In the BRAVE-AA-PEDS study, 257 patients were randomized to receive once-daily baricitinib 4 mg, baricitinib 2 mg, or placebo. The primary endpoint of this study was a Severity of Alopecia Tool (SALT) score ≤20 (ie, 80% or more scalp hair coverage) at Week 36. At the start of the study, patients had an average of 89% scalp hair loss (near total hair loss), 65% had minimal or no eyebrow hair (clinician-reported outcome [ClinRO] score of 2 or 3), and 57% had minimal or no eyelash hair (ClinRO score of 2 or 3).
At Week 36:
- 60.0% of patients receiving baricitinib 4 mg and 36.9% of patients receiving baricitinib 2 mg saw at least a 50% improvement in their disease (as measured by SALT score) compared to 5.7% on placebo (p=0.001).
- 42.4% of patients receiving baricitinib 4 mg and 27.4% of patients receiving baricitinib 2 mg achieved 80% or more scalp hair coverage, compared to 4.5% on placebo (p=0.001).
- 36.5% of patients receiving baricitinib 4 mg and 21.4% of patients receiving baricitinib 2 mg had 90% or more scalp hair coverage (SALT ≤10), compared to 2.3% on placebo (p=0.001).
- 50.0% of patients receiving baricitinib 4 mg and 24.1% of patients receiving baricitinib 2 mg achieved significant eyebrow regrowth (ClinRO scores of 0 or 1 with a ≥2 point improvement from baseline) compared to 0% on placebo (p<0.01).
- 42.9% of patients receiving baricitinib 4 mg achieved significant eyelash regrowth, and 25.5% receiving baricitinib 2 mg saw improved eyelash regrowth, compared to 14.0% on placebo (p=0.002 for 4 mg, p=0.097 for 2 mg).1
“The efficacy is really exciting,” Dr. Craiglow said. “We're not meant to compare clinical trials, but it looked even better than the adult data. It was a trial of severe alopecia areata, so everybody had to have at least 50% hair loss, and the average SALT score was around 90. The primary endpoint was at 36 weeks, and more than 40% of patients achieved a SALT score of 20 or less. That is a lot of patients, and we know from other trial data, that often if you give people more time, then more patients actually achieve that endpoint. So this is really exciting for our patients because efficacy looks great, and in real life we often can do better than clinical trials because we don't have to use monotherapy. In my clinical practice, I often combine these drugs with oral minoxidil, which often gives us little boost in efficacy. So this just means that, ultimately, more patients will be treated effectively. It sounds corny, but more lives will be changed.”

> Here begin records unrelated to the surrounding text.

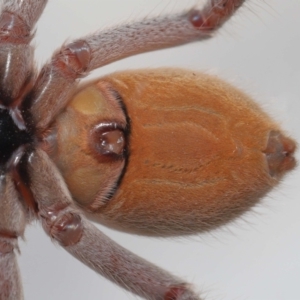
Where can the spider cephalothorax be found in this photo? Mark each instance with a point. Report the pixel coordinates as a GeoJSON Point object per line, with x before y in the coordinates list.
{"type": "Point", "coordinates": [161, 152]}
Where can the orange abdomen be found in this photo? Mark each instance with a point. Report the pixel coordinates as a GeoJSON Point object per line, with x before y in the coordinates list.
{"type": "Point", "coordinates": [200, 152]}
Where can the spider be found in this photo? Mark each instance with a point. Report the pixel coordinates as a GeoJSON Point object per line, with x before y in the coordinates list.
{"type": "Point", "coordinates": [23, 171]}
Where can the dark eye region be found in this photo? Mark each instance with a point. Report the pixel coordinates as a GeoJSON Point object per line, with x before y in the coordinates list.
{"type": "Point", "coordinates": [11, 136]}
{"type": "Point", "coordinates": [108, 141]}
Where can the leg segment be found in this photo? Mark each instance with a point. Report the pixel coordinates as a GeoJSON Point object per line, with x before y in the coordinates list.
{"type": "Point", "coordinates": [17, 20]}
{"type": "Point", "coordinates": [64, 223]}
{"type": "Point", "coordinates": [57, 79]}
{"type": "Point", "coordinates": [12, 224]}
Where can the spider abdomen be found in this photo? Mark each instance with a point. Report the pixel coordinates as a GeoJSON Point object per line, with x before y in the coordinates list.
{"type": "Point", "coordinates": [202, 155]}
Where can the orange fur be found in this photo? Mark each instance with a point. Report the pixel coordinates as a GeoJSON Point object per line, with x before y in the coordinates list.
{"type": "Point", "coordinates": [196, 157]}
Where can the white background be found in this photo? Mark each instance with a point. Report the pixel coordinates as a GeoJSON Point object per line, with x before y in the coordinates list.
{"type": "Point", "coordinates": [257, 258]}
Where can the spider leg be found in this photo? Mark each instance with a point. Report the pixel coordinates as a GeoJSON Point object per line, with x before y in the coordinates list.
{"type": "Point", "coordinates": [74, 60]}
{"type": "Point", "coordinates": [65, 224]}
{"type": "Point", "coordinates": [17, 20]}
{"type": "Point", "coordinates": [12, 224]}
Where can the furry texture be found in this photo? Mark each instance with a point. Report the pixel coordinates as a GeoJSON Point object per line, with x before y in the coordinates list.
{"type": "Point", "coordinates": [192, 165]}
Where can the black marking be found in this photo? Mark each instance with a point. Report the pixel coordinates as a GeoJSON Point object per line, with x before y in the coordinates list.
{"type": "Point", "coordinates": [11, 136]}
{"type": "Point", "coordinates": [127, 133]}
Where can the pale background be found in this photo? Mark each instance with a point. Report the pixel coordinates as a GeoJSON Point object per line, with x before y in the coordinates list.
{"type": "Point", "coordinates": [257, 258]}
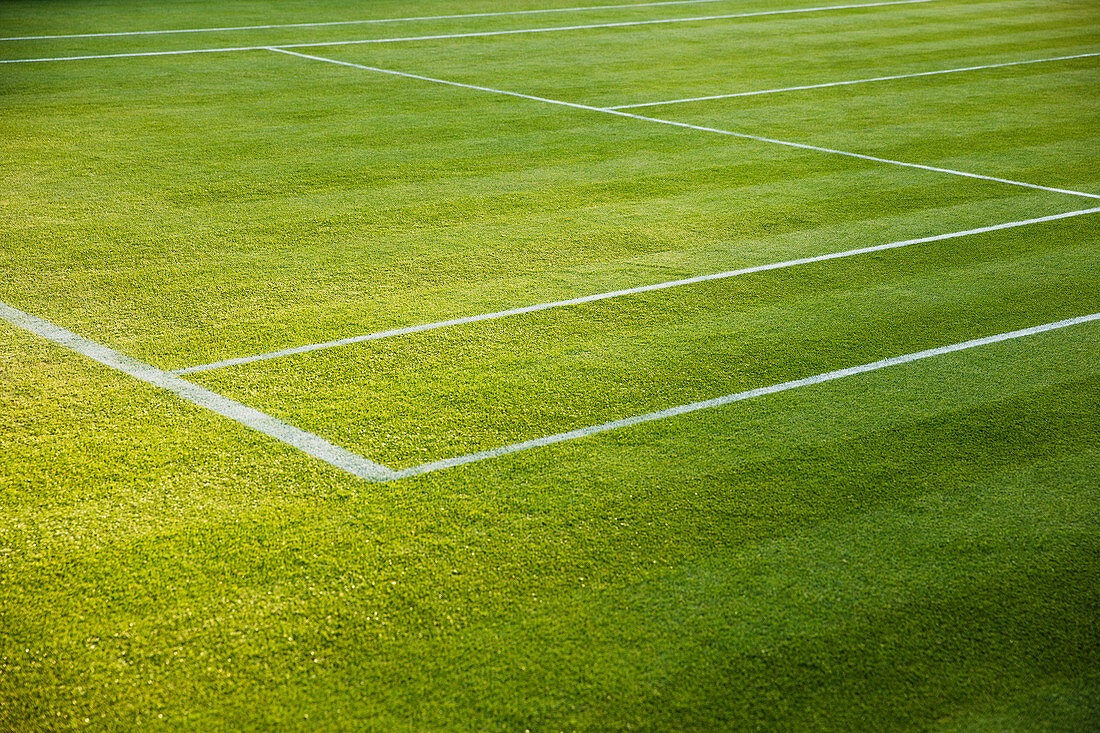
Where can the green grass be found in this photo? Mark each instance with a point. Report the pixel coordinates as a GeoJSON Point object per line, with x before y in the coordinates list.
{"type": "Point", "coordinates": [914, 548]}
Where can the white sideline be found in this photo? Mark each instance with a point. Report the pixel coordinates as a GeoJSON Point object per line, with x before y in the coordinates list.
{"type": "Point", "coordinates": [250, 417]}
{"type": "Point", "coordinates": [359, 22]}
{"type": "Point", "coordinates": [477, 34]}
{"type": "Point", "coordinates": [613, 294]}
{"type": "Point", "coordinates": [843, 84]}
{"type": "Point", "coordinates": [744, 135]}
{"type": "Point", "coordinates": [672, 412]}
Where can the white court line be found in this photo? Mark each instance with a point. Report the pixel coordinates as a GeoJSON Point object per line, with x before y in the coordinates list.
{"type": "Point", "coordinates": [261, 422]}
{"type": "Point", "coordinates": [614, 294]}
{"type": "Point", "coordinates": [672, 412]}
{"type": "Point", "coordinates": [477, 34]}
{"type": "Point", "coordinates": [843, 84]}
{"type": "Point", "coordinates": [743, 135]}
{"type": "Point", "coordinates": [360, 22]}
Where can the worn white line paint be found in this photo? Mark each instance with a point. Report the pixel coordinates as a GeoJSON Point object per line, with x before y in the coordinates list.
{"type": "Point", "coordinates": [614, 294]}
{"type": "Point", "coordinates": [361, 22]}
{"type": "Point", "coordinates": [743, 135]}
{"type": "Point", "coordinates": [672, 412]}
{"type": "Point", "coordinates": [481, 33]}
{"type": "Point", "coordinates": [234, 411]}
{"type": "Point", "coordinates": [843, 84]}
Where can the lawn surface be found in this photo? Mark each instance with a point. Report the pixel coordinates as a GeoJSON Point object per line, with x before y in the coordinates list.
{"type": "Point", "coordinates": [911, 548]}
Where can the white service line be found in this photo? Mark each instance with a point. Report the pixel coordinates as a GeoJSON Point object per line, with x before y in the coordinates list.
{"type": "Point", "coordinates": [480, 34]}
{"type": "Point", "coordinates": [250, 417]}
{"type": "Point", "coordinates": [743, 135]}
{"type": "Point", "coordinates": [672, 412]}
{"type": "Point", "coordinates": [360, 22]}
{"type": "Point", "coordinates": [844, 84]}
{"type": "Point", "coordinates": [614, 294]}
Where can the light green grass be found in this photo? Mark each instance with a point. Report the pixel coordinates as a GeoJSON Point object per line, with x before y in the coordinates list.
{"type": "Point", "coordinates": [913, 548]}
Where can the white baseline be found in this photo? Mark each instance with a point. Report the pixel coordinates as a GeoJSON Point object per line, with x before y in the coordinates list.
{"type": "Point", "coordinates": [359, 22]}
{"type": "Point", "coordinates": [480, 34]}
{"type": "Point", "coordinates": [706, 404]}
{"type": "Point", "coordinates": [848, 83]}
{"type": "Point", "coordinates": [307, 442]}
{"type": "Point", "coordinates": [614, 294]}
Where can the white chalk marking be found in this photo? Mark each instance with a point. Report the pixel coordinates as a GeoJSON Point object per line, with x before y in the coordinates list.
{"type": "Point", "coordinates": [730, 133]}
{"type": "Point", "coordinates": [615, 294]}
{"type": "Point", "coordinates": [672, 412]}
{"type": "Point", "coordinates": [843, 84]}
{"type": "Point", "coordinates": [250, 417]}
{"type": "Point", "coordinates": [359, 22]}
{"type": "Point", "coordinates": [479, 34]}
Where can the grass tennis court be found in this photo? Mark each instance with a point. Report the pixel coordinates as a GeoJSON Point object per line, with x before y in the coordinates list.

This was the largest clinical trial in adolescents with severe AA to date, Dr. Craiglow said.
“Ritlecitinib included adolescents from the beginning with adults in their clinical trial program, so that was a smaller proportion of their patients,” she said. “This is just a really robust unit, and again, really severe patients. Thinking about the real world, we know that patients with less severe disease tend to respond better.”
The efficacy results were particularly encouraging because of AA’s psychological impact specifically on children, Dr. Craiglow said.
“I think we can all think back on our middle school years, and you couldn’t pay us enough to revisit that even if we didn’t have alopecia areata,” she said. “These kids often withdraw socially. They stop doing things that they always did. It truly is life altering. To have another potential therapeutic option is game-changing, really.”
The next step will be the 52-week and long-term extension data, and Dr. Craiglow said she is comfortable based on the safety profile that has been established for baricitinib in adults with alopecia areata.
“I really look forward to it hopefully being approved,” she said.